Now let's check out the flip side of this assumption; organized sports, it is very much assumed here, is the only hope for producing children who learn such things as persistence in the face of failure, resilience, dealing with consequences, working in concert with others, and even cutting down screen time.

[WARNING: I am about to swear, loudly.]

BULLSHIT.

You want your child to learn resilience, persistence, bouncing back from failure, and all that stuff? Start them in music when young. Start them on one of those ubiquitous recorders when they hit fourth or fifth grade.

Or get them in drama club. Or dance (now there's some major physical activity for ya).

You can't stop and stew over your failure, because there's no break. You got to get your next line spoken. The music or the dance don't stop for you to have a pity party.

And even better, you can do those things literally the rest of your life. You can't play football forever, but there are church choirs out there dying for singers, and community theatre is everywhere.

So yes, I absolutely question the necessity of organized sports for learning all those virtues.

One blog post isn't enough to unpack that question, but the other bit of slippery logic must be addressed. Not surprisingly, the author isn't all that interested in getting into the possible drawbacks or harms attached to organized sports for you.

I, as it happens, have no such reluctance.

Perhaps most obvious these days in injury risks we never imagined before. Even without getting into the usual subject of the blog, and the degree to which even people who don't play football beyond youth-sports level or a little high school can end up with some degree of CTE discernible in their brains upon death, you have to be a blithering idiot not to be very circumspect about starting your child on such a sport. (Fortunately there are other options; in fact, we recently had an Olympics full of games that don't involve brain-rattling.) But there are other horror stories -- teenage pitchers getting Tommy John surgery, ghastly injuries from basketball or hockey or gymnastics (???), all can be found if you look hard enough.

But I want to pick on something else.

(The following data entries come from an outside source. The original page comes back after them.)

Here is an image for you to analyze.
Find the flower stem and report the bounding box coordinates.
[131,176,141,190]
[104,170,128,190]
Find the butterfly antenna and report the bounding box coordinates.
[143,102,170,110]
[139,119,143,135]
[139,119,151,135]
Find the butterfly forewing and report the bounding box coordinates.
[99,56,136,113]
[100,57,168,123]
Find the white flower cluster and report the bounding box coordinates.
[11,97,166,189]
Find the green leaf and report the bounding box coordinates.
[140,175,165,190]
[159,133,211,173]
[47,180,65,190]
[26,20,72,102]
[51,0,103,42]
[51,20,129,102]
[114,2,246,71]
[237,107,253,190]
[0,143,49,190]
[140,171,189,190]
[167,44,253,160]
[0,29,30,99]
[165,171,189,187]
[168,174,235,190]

I question the notion that all the impacts of playing organized sports are positive.

Do you learn independent thought playing youth football? Or do you learn "do what coach says or you're benched"?

Do you learn creativity?

Do you learn social discernment?

Do you ever actually learn that discretion really is the better part of valor? In other words, when quitting really is the right thing to do?

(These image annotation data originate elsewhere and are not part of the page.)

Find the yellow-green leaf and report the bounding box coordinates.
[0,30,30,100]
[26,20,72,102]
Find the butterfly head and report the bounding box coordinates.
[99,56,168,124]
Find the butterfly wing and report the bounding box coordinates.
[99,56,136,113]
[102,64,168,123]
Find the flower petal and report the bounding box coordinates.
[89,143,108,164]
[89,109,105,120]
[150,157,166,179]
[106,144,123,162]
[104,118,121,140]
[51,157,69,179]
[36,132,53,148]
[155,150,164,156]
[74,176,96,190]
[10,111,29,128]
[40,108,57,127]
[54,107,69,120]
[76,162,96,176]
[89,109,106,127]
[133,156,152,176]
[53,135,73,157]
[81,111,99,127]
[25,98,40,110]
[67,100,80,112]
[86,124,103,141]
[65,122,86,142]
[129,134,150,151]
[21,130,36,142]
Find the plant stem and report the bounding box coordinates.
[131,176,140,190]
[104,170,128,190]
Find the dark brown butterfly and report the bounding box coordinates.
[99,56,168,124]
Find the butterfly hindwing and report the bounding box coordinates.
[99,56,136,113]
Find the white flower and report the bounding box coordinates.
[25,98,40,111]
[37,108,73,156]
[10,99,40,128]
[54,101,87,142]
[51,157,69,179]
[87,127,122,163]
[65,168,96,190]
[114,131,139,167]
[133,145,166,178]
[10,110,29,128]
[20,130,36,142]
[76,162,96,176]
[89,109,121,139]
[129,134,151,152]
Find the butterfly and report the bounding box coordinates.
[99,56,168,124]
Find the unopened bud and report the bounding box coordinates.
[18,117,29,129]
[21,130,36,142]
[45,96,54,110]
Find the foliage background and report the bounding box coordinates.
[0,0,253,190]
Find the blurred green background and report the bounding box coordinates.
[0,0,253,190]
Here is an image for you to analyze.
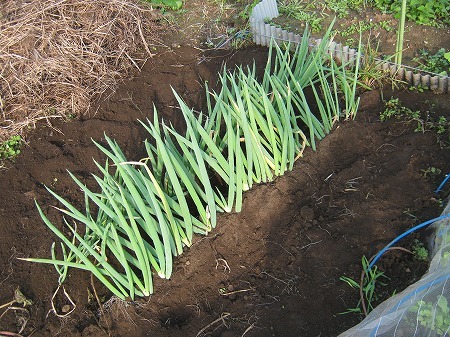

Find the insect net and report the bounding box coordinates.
[338,202,450,337]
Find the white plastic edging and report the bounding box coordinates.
[250,0,450,93]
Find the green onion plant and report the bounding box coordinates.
[24,23,359,299]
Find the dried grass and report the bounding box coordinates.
[0,0,161,141]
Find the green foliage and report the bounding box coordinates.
[278,0,323,32]
[413,48,450,76]
[143,0,183,11]
[0,135,23,160]
[325,0,366,18]
[407,295,450,336]
[25,28,359,299]
[380,98,450,148]
[339,256,388,314]
[412,239,428,262]
[422,166,442,179]
[373,0,450,26]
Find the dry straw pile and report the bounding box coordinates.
[0,0,161,142]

Or do you learn mindless obedience?

Or do you learn that physical prowess trumps all?

Or do you learn that your success is dependent on someone else's failure?

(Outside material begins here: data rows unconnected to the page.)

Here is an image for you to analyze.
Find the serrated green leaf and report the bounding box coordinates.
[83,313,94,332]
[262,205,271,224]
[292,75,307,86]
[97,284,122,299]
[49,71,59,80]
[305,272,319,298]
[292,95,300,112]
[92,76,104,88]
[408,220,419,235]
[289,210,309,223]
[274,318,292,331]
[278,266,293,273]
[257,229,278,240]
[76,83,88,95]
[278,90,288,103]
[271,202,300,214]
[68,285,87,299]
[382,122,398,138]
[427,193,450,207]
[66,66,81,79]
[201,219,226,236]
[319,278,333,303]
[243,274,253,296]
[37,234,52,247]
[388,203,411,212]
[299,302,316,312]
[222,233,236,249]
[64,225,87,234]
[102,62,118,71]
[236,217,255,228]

Let us not buy the assumption that all of the lessons of organized sports are good ones. To borrow words from Frederick Buechner,

Maybe it's not competition but cooperation and comradeship that build the only character worth building. If it's by playing games together that we learn to win battles, maybe it's by playing, say, music together that we learn to avoid them.

The original column that precipitated this rant ends with the sentence: "And, perhaps more importantly, until we dismantle the parenting culture that emphasizes achievement and success over happy, healthy kids, we don't stand a chance of solving this problem." Ms. Miner, you haven't earned the status to critique parenting cultures, because you have failed to convince us that kids leaving organized sports is an actual problem. Come back when you're not blowing smoke and throwing shade.

You know, this might just teach your kids teamwork, resilience, etc. too.